出発前に、10分ほどで到達できる温泉『タプタ・パーニ』で体を温め、運転感覚をリセットしましょう。キシュトワール以降は比較的緩やかな道が続き、5時間以内で到着できます。
- 前半の道が印象的だったため、後半はやや退屈に感じましたが、全体としては快適です。
- この区間だけでも十分に楽しめますので、気を抜かず走り切ってください。
パトニトップ → ジャムー

パトニトップは、標高が高く冬は氷点下になるため、避暑地や週末の小旅行先として人気です。標高15km(約1時間)の登りを抜けると、ナータ・トップがあり、ピル・パンジャル山脈のパノラマが楽しめます。

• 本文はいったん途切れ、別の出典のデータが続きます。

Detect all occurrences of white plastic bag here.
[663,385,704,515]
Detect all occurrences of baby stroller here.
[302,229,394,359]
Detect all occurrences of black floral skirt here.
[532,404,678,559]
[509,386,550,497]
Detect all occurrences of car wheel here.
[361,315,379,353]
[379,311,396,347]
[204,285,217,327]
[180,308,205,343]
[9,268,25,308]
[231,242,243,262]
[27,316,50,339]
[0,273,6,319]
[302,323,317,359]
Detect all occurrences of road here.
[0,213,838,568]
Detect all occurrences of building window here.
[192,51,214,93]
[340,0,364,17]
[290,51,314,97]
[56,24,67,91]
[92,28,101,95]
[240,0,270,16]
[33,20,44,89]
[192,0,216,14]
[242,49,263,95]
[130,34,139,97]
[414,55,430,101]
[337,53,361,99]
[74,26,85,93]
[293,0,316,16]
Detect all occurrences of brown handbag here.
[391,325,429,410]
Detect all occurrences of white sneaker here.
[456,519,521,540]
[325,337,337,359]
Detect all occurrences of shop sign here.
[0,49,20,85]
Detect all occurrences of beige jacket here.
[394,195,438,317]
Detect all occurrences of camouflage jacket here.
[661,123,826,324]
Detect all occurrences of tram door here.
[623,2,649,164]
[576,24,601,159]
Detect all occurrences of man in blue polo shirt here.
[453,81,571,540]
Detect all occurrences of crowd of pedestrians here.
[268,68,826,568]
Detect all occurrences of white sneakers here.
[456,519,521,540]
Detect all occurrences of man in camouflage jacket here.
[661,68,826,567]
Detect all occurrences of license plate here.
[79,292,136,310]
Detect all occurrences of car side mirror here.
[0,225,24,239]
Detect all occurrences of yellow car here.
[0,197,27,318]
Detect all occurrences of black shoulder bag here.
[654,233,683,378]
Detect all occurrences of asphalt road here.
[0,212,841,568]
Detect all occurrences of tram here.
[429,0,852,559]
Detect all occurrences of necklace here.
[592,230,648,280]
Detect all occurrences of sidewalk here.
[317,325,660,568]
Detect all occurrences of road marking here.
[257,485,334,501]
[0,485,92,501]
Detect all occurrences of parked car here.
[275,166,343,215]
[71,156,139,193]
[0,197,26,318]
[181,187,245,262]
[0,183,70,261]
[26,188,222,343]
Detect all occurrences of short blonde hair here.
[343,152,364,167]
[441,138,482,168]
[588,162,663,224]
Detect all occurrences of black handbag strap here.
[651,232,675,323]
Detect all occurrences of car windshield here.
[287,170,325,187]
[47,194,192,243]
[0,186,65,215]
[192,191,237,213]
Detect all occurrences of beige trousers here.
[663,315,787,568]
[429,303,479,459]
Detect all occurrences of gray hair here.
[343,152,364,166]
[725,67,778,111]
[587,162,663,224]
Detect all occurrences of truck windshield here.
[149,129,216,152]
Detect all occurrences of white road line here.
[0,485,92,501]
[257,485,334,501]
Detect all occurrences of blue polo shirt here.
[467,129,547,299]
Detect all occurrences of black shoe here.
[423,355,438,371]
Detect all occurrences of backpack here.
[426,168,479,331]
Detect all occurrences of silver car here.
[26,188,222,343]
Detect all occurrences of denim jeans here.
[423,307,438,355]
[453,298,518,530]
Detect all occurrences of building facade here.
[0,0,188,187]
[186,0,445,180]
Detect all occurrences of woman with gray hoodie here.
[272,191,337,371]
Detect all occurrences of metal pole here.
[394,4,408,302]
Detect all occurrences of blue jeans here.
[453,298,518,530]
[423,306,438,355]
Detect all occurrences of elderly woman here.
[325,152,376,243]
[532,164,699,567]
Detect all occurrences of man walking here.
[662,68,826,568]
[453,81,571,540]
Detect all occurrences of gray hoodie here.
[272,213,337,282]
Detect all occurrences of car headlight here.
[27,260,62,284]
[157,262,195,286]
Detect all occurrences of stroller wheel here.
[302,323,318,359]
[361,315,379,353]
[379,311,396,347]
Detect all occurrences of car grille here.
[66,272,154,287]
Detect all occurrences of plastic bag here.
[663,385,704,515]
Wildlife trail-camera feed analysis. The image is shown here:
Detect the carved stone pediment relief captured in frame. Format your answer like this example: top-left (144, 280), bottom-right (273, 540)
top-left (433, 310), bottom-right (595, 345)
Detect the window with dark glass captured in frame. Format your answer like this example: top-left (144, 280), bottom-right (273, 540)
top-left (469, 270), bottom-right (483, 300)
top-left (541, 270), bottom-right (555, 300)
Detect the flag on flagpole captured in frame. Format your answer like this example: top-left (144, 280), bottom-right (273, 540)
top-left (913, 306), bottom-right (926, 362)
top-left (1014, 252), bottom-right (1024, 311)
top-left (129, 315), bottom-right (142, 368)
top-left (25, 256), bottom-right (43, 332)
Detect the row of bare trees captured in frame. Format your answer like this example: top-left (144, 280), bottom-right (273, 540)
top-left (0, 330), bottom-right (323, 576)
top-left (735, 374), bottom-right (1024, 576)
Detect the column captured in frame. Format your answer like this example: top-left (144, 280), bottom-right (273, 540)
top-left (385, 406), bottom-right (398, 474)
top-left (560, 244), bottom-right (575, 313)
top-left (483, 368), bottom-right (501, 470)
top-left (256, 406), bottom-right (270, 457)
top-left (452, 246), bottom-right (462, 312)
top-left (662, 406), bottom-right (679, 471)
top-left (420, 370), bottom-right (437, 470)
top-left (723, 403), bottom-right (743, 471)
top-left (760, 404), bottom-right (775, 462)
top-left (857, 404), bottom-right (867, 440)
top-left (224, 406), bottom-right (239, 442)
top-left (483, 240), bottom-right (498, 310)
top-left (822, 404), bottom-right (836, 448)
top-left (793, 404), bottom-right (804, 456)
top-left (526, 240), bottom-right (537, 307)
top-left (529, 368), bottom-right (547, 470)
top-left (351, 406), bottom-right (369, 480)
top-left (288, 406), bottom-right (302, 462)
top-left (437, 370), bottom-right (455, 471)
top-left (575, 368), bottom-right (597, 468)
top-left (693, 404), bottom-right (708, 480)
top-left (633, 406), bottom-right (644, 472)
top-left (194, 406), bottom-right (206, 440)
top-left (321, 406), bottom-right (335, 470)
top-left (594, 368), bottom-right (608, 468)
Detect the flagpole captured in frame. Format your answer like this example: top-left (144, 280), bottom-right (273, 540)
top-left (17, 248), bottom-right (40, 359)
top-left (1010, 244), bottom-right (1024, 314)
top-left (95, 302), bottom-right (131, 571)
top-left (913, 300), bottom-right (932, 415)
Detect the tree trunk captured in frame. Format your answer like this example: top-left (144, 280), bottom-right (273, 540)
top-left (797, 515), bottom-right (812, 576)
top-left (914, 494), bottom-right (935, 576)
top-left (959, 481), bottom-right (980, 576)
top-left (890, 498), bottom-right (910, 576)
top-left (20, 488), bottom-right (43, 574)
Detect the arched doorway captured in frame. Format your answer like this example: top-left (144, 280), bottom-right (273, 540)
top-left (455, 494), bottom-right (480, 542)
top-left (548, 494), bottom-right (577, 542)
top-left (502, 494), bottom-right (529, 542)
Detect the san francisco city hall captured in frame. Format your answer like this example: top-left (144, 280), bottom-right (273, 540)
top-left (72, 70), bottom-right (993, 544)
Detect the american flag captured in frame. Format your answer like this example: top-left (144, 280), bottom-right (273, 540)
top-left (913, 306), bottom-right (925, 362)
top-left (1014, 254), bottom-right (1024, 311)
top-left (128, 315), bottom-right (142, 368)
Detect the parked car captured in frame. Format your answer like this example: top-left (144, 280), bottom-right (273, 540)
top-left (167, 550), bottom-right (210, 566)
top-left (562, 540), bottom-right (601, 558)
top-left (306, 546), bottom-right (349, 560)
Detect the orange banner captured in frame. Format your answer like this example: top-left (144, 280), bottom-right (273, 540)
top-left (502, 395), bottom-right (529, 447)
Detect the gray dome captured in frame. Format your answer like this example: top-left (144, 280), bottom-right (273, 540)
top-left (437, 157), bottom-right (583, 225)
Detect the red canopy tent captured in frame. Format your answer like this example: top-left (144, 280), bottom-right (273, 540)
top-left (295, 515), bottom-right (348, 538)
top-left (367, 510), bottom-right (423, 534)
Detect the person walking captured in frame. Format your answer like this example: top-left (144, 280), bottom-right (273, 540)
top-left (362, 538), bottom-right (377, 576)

帰路にはサンサリ湖と、全長9.2kmのインド最長トンネル・チェナニ‑ナシュリ・トンネルがあります。
- ナータ・トップとチェナニ‑ナシュリ・トンネルを訪れる場合、総走行時間は7時間以内です。
- 早めに出発し、ウハンプール付近のトラック渋滞を回避しましょう。
- 帰路は比較的平坦で、旅全体の中で最もリラックスできる区間です。

宿泊情報
バダーワ、キシュトワール、パトニトップは宿泊施設が豊富です。予算に応じてゲストハウスからホテルまで選べます。
サーサルはTRCサーサル(政府運営のテント宿泊施設)が唯一の宿泊先で、約12名が宿泊可能です。キャンプ場も併設されています。
役立つヒント
- ルート全体に給油所が点在しているため、燃料切れの心配はほとんどありません。
- ジャムーでのバイクレンタルは店舗が少ないため、事前に手配しておくと安心です。
- 道路は通年開通していますが、冬季はチャッタルガラ峠が雪で閉鎖されます。雪解け後に再開しますので、最新情報を確認してください。キラ―‑キシュトワール区間は雨や雪で泥濡れしやすく、走行に注意が必要です。